Studie over de tekeningen van de Spaanse letterkundige.

Lorca's The Public

Lorca's The Public
Author: Rafael Martínez Nadal
Publisher: London : Calder & Boyars : Lyrebird Press
Total Pages: 266
Release: 1974
Genre: Drama
ISBN:

The Crucified Mind

The Crucified Mind
Author: Robert Havard
Publisher: Boydell & Brewer
Total Pages: 273
Release: 2001
Genre: Art
ISBN: 185566075X

Why is the Spanish input to Surrealism so distinctive and strong? What do such renowned figures as Dal , Bu uel, Lorca, Aleixandre and Alberti have in common?

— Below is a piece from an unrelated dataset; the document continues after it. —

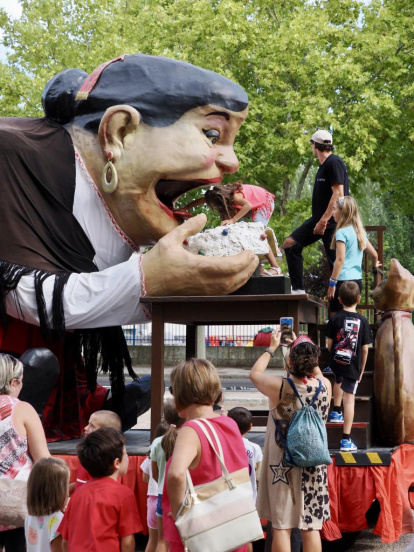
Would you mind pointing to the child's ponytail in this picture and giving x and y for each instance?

This book untangles the issue of Surrealism in Spain by focusing on a consistent feature in Spanish avant-garde poetry, art and film of the late twenties and thirties: its supersaturation in religion. A repressive religious upbringing, typically under the Jesuits, intensifies both the paranoiac and the mystical - Surrealism's twin pillars - which were already deeply ingrained in the Spanish psyche. Striking examples are Lorca's prophetic voice in New York, Dal and Bu uel's Eucharistic transformations, Alberti's Loyolan materio-mysticism. Alberti is the fulcrum of this study since his poetry goes the full distance of Surrealism's evolution from Freudian catharsis to metaphysical transcendence until it expires in a Marxist reaction to church-bound tradition when his nation convulses in civil war, the surrealist ethos in Spain is not reducible to measuring how closely it imitates French theory. It is 'more serious' than the French, says Alberti, and its bearings are found on a cross of mental suffering and in a journey out of hell that made real art in practice. ROBERT HAVARD is Professor of Spanish, University of Wales, Aberystwyth.